My Fist Batch of Vegan Kimchee (pickled vegetables) Probiotics

Kimchee (kimchi)

What is the secret behind the miraculous effects of Kimchee and Kombucha? The Probiotics, the beneficial bacteria we need to have a healthy system.

Trillions of microorganisms of various types reside in the gastrointestinal (GI) tract, from the stomach to the colon. This is also where our immune system sits. Here, deep in your gut, is where your health challenges lay. Our body’s reaction to beneficial bacteria works differently than how it reacts to bad bacteria. The good microbes calm the immune response, not just in your stomach but everywhere, increasing your well-being and protecting you from the harmful bacteria.

Probiotics help treat maladies such as urinary tract infections, bladder infections, irritable bowel syndrome and your over all immunities.

Last night, I started my first batch of Kimchee. pickled vegetables that are a probiotic-rich food. Most Kimchee contains fish oil, but since we are vegans I am leaving that part out.

Here is a recipe I am trying out:

Ingredients:

  • 1 lb. of Chinese Cabbage (any cabbage with do)
  • 1 lb of Radish (white, red…(any kind of radish will do)
  • 3 tb salt
  • 2 tb finely minced fresh ginger
  • 1 1/2 tb finely minced fresh garlic
  • 5 scallions – finely chopped
  • 1 tb cayenne Pepper
  • 1 ts sugar

Instructions:

If you are using a small, whole cabbage, cut it in half lengthwise, and then cut it across at 2-inch intervals. If you are using half of a large cabbage, cut it in half again lengthwise, and then crosswise at 2-inch intervals.

Peel the white radish, cut it in half lengthwise, and then cut it crosswise into 1/8-inch-thick slices.

In a large bowl put 5 cups water and 2 tablespoons plus 2 teaspoons of the salt. Mix. Add the cabbage and radish to this water and dunk them in a few times as they have a tendency to float. Leave the vegetables in the salty water. Cover loosely and set aside for 12 hours. Turn the vegetables over a few times.

Put the ginger, garlic, scallions, cayenne, sugar, and 1 teaspoon salt in another large bowl. Mix well

Take the cabbage out of its soaking liquid with a slotted spoon (save the liquid) and put it in the bowl with the seasonings. Mix well. Put this cabbage mixture into a 2-quart jar or crock. Pour enough of the salt water over it to cover the vegetables (about 2 cups). Leave 1 inch of empty space at the top of the jar. Cover loosely with a clean cloth and set aside for 3 to 7 days.

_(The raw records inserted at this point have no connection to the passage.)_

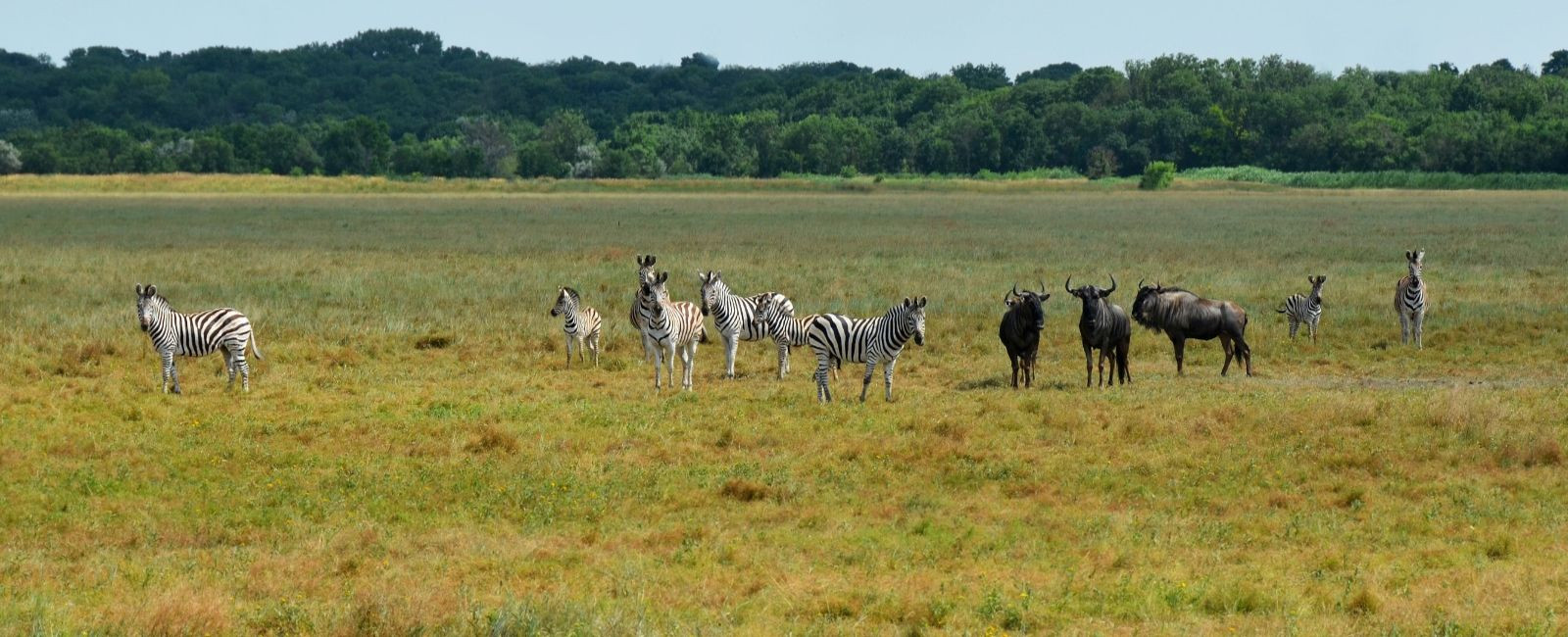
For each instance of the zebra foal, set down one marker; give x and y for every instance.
(1305, 310)
(195, 334)
(582, 323)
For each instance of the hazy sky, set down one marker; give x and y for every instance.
(916, 35)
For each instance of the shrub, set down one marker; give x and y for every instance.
(1157, 174)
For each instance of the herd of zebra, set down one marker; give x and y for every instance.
(670, 328)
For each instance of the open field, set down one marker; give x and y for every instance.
(368, 485)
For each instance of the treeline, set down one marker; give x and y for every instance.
(402, 102)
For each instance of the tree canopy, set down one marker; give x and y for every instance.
(400, 101)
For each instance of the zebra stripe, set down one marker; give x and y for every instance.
(1410, 300)
(870, 341)
(734, 316)
(195, 334)
(1305, 308)
(670, 326)
(775, 316)
(582, 323)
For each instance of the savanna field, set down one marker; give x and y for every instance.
(415, 456)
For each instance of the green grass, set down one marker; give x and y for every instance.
(372, 485)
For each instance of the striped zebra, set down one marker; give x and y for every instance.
(645, 270)
(1410, 300)
(195, 334)
(1305, 308)
(870, 341)
(670, 326)
(734, 316)
(582, 323)
(776, 318)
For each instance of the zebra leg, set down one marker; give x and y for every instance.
(823, 396)
(731, 341)
(888, 377)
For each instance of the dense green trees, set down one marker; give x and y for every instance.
(400, 101)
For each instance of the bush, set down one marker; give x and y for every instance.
(1157, 174)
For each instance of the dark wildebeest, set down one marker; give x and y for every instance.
(1019, 330)
(1104, 326)
(1184, 316)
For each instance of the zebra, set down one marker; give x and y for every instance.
(1305, 308)
(734, 316)
(670, 326)
(776, 318)
(645, 270)
(582, 323)
(195, 334)
(870, 341)
(1410, 300)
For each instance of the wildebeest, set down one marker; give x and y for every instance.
(1019, 330)
(1102, 326)
(1184, 316)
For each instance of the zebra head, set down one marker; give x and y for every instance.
(564, 302)
(914, 318)
(148, 303)
(645, 269)
(653, 292)
(1317, 287)
(713, 287)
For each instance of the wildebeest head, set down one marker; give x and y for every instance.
(564, 297)
(1029, 305)
(1090, 294)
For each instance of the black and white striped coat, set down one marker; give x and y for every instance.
(582, 323)
(1410, 300)
(734, 318)
(776, 318)
(645, 270)
(1305, 308)
(870, 341)
(195, 334)
(671, 326)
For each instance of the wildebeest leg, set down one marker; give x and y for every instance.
(1089, 366)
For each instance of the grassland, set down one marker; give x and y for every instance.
(372, 487)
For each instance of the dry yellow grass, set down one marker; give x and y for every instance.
(370, 485)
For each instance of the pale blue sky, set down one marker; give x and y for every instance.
(916, 35)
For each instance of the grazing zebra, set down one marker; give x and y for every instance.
(776, 318)
(1305, 308)
(670, 326)
(582, 323)
(870, 341)
(195, 334)
(734, 316)
(1410, 300)
(645, 270)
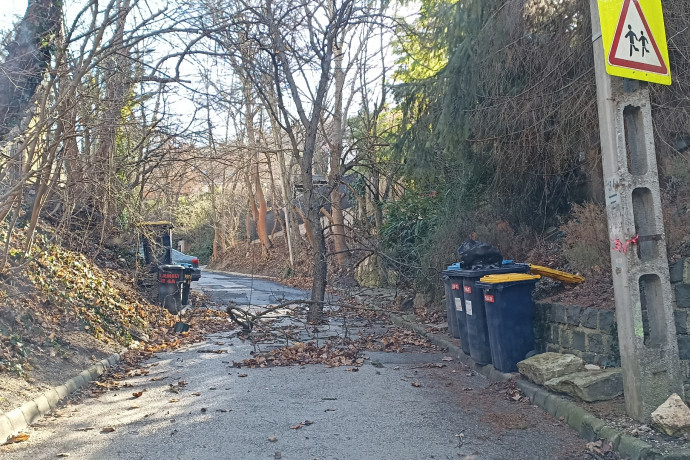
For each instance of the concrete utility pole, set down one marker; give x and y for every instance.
(644, 310)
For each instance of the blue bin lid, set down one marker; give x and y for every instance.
(505, 268)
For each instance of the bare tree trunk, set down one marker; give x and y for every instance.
(339, 230)
(260, 215)
(28, 56)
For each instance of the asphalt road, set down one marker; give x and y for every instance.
(395, 406)
(246, 290)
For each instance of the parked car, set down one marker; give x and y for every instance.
(184, 259)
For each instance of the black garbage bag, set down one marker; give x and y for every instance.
(475, 255)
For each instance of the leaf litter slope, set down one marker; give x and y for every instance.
(60, 313)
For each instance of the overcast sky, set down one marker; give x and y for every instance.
(9, 11)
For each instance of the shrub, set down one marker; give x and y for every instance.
(586, 239)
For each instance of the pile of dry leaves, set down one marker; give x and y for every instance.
(337, 352)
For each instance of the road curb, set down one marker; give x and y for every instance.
(18, 419)
(590, 427)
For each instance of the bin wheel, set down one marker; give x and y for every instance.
(172, 304)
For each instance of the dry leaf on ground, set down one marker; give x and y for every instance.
(21, 437)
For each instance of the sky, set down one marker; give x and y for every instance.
(10, 10)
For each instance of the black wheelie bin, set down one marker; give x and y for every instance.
(475, 313)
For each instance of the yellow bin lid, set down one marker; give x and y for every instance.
(508, 278)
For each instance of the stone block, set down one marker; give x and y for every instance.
(684, 346)
(557, 313)
(633, 448)
(683, 295)
(590, 358)
(672, 417)
(681, 320)
(590, 427)
(579, 340)
(590, 386)
(595, 343)
(552, 348)
(573, 315)
(547, 366)
(555, 333)
(589, 317)
(607, 319)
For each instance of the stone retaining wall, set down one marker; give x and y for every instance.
(591, 333)
(586, 332)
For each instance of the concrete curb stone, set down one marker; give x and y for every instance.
(18, 419)
(30, 411)
(42, 404)
(590, 427)
(53, 398)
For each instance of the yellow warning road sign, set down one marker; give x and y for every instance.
(634, 38)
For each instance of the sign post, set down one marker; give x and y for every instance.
(630, 42)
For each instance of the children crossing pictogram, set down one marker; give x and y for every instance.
(632, 41)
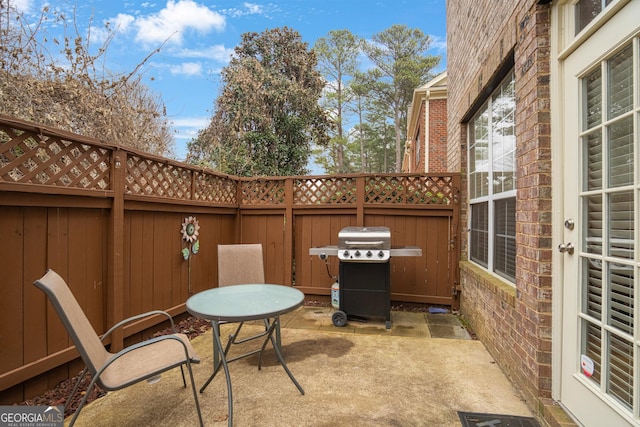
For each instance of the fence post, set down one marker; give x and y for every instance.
(360, 197)
(115, 261)
(288, 232)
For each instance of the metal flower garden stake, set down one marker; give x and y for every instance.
(189, 231)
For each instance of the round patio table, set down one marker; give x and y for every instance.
(240, 303)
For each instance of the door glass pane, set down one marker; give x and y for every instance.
(621, 153)
(621, 297)
(620, 384)
(593, 223)
(593, 295)
(593, 164)
(620, 83)
(592, 347)
(593, 97)
(620, 225)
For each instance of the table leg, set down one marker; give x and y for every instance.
(276, 346)
(217, 349)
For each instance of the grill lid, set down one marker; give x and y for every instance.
(369, 244)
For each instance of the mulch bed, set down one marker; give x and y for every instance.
(190, 326)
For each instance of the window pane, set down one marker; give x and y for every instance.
(505, 238)
(621, 153)
(503, 134)
(587, 10)
(593, 96)
(620, 83)
(480, 233)
(479, 156)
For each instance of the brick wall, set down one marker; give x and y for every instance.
(513, 322)
(437, 137)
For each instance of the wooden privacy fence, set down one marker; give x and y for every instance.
(109, 220)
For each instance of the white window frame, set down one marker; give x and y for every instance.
(491, 197)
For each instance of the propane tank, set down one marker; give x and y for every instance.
(335, 295)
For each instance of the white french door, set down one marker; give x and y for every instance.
(600, 362)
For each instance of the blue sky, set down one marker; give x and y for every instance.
(198, 36)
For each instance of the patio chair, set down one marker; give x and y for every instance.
(113, 371)
(241, 264)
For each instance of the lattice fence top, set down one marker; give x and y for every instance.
(412, 190)
(45, 157)
(263, 192)
(155, 178)
(323, 191)
(215, 189)
(31, 158)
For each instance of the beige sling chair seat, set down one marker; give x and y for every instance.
(114, 371)
(242, 264)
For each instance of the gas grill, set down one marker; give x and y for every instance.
(364, 272)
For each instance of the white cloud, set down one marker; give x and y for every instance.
(253, 8)
(250, 9)
(187, 69)
(122, 22)
(22, 6)
(192, 122)
(216, 52)
(172, 22)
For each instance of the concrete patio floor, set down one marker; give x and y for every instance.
(421, 372)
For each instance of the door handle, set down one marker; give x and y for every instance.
(566, 247)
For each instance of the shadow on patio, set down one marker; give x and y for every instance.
(419, 373)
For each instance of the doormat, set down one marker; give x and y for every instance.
(475, 419)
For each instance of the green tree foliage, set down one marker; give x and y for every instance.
(401, 65)
(73, 90)
(267, 115)
(337, 60)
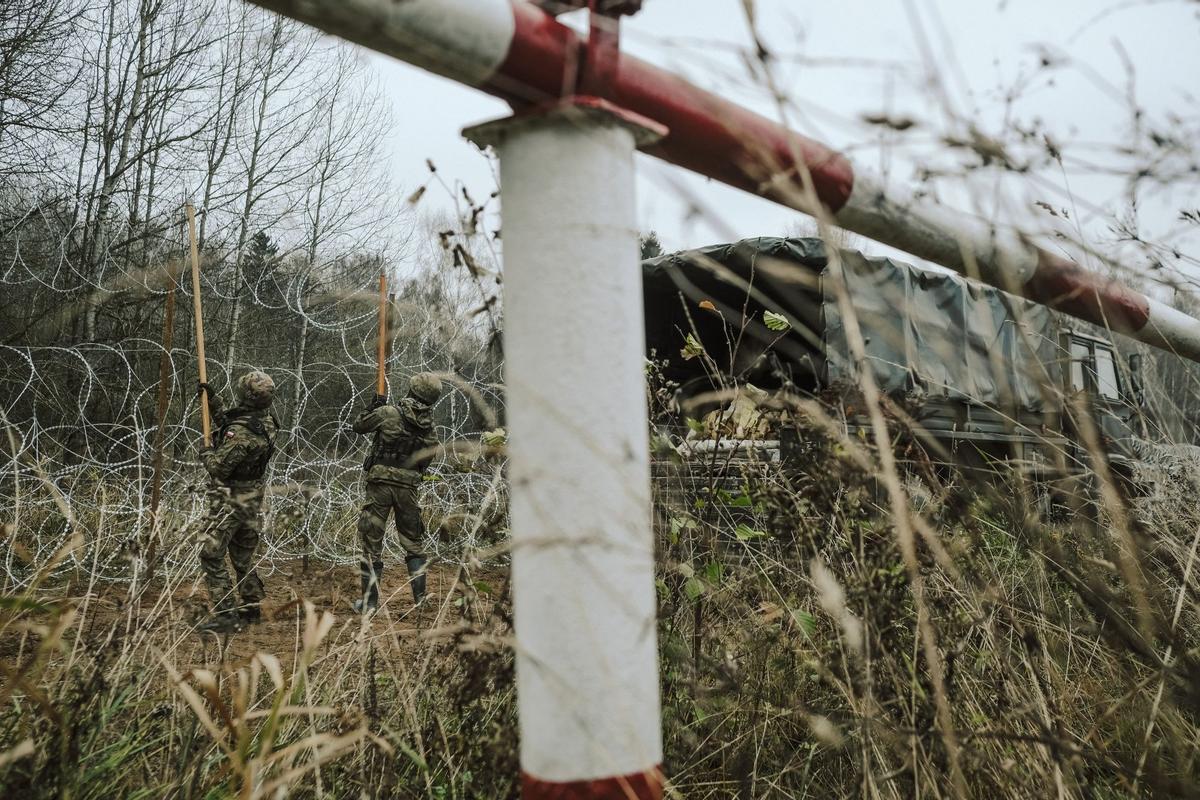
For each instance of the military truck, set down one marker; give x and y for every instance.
(984, 376)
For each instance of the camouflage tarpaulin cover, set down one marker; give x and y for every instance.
(929, 332)
(939, 335)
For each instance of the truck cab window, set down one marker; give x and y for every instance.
(1080, 354)
(1107, 374)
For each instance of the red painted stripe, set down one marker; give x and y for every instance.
(1063, 284)
(706, 133)
(639, 786)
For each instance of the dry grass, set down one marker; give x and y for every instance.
(790, 653)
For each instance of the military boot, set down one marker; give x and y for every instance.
(417, 576)
(369, 601)
(251, 614)
(221, 621)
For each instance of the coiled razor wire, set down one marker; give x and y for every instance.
(64, 474)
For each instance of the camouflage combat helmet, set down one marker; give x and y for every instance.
(426, 388)
(256, 389)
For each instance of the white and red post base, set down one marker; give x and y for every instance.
(579, 452)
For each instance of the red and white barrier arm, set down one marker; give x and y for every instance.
(515, 50)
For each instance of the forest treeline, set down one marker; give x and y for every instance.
(114, 114)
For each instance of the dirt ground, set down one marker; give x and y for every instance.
(165, 621)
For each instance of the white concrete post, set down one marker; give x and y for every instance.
(579, 455)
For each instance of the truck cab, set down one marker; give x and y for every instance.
(1111, 396)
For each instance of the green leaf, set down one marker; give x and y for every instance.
(807, 621)
(775, 322)
(497, 438)
(745, 533)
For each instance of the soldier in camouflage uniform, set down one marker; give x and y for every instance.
(237, 464)
(403, 445)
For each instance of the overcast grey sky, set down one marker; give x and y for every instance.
(946, 64)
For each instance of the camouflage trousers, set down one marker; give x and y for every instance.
(383, 499)
(232, 527)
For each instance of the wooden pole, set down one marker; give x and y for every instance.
(382, 372)
(160, 434)
(198, 313)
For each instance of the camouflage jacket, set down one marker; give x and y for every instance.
(244, 440)
(403, 440)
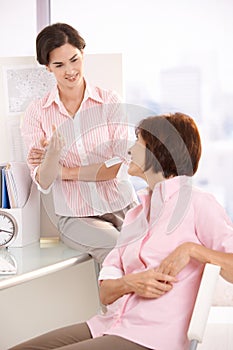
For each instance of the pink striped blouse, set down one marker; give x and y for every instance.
(97, 133)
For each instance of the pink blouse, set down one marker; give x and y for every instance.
(98, 133)
(179, 213)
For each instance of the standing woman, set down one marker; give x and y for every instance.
(77, 139)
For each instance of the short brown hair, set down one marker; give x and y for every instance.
(54, 36)
(173, 144)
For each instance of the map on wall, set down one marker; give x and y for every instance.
(23, 84)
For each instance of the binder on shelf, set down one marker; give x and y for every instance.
(17, 184)
(5, 195)
(25, 203)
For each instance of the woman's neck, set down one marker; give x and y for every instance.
(72, 98)
(153, 178)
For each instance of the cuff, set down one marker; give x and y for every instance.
(45, 191)
(110, 272)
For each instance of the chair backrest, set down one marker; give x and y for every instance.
(202, 305)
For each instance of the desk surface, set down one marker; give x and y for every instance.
(40, 259)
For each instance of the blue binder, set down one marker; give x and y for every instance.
(5, 197)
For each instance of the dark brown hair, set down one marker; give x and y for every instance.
(54, 36)
(173, 144)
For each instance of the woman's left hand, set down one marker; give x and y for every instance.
(176, 261)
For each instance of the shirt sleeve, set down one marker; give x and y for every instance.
(118, 127)
(31, 131)
(214, 228)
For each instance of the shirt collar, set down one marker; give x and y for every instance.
(90, 92)
(166, 188)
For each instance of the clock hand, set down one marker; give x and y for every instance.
(5, 231)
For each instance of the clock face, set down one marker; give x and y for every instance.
(8, 229)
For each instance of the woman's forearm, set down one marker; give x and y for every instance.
(113, 289)
(146, 284)
(47, 172)
(94, 172)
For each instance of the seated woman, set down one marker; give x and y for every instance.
(149, 281)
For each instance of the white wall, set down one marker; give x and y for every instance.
(46, 303)
(17, 27)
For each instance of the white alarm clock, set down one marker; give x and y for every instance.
(8, 229)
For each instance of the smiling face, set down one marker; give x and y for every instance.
(138, 156)
(66, 63)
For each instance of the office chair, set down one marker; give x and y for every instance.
(202, 305)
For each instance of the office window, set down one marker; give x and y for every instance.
(177, 55)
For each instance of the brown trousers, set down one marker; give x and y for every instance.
(77, 337)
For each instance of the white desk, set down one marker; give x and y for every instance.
(40, 259)
(54, 286)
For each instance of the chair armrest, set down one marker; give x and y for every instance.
(203, 302)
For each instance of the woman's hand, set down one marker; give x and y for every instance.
(149, 283)
(36, 156)
(177, 260)
(55, 144)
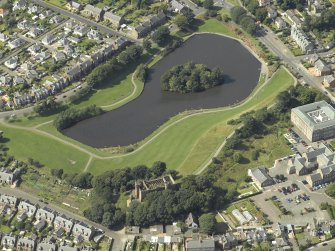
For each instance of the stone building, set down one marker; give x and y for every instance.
(146, 186)
(315, 121)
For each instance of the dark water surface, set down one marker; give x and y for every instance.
(139, 118)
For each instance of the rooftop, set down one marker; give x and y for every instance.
(317, 115)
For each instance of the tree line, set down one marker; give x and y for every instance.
(239, 15)
(73, 115)
(324, 22)
(254, 123)
(104, 71)
(195, 194)
(191, 77)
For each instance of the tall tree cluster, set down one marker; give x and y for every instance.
(191, 77)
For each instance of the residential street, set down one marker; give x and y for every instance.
(278, 48)
(83, 20)
(118, 238)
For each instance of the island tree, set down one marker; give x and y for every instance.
(191, 77)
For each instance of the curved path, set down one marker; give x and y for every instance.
(138, 119)
(164, 129)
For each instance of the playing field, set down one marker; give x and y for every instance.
(186, 142)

In the summer, kimchees mature with much greater speed; in the winter, the process slows down unless the central heating is ferocious. Taste the pickle after 3 days to check on the sourness. When it is done to your liking, cover the jar and refrigerate. To serve, remove just as much of the kimchee solids as you think you will need for a meal–a cupful is enough for 4 people–and put it in the center of a bowl. The kimchee liquid in this pickle is left behind in the jar and may be used to flavor stews and soups

Some other Probiotic-Rich Foods are:

  • Kombucha
  • Fermented Vegetables (pickles, sauerkraut & kimchee)
  • Miso

Non-Vegan:

  • Kefir
  • Yogurt
  • Aged Cheese

Any questions? Feel free to ask. Enjoy!!!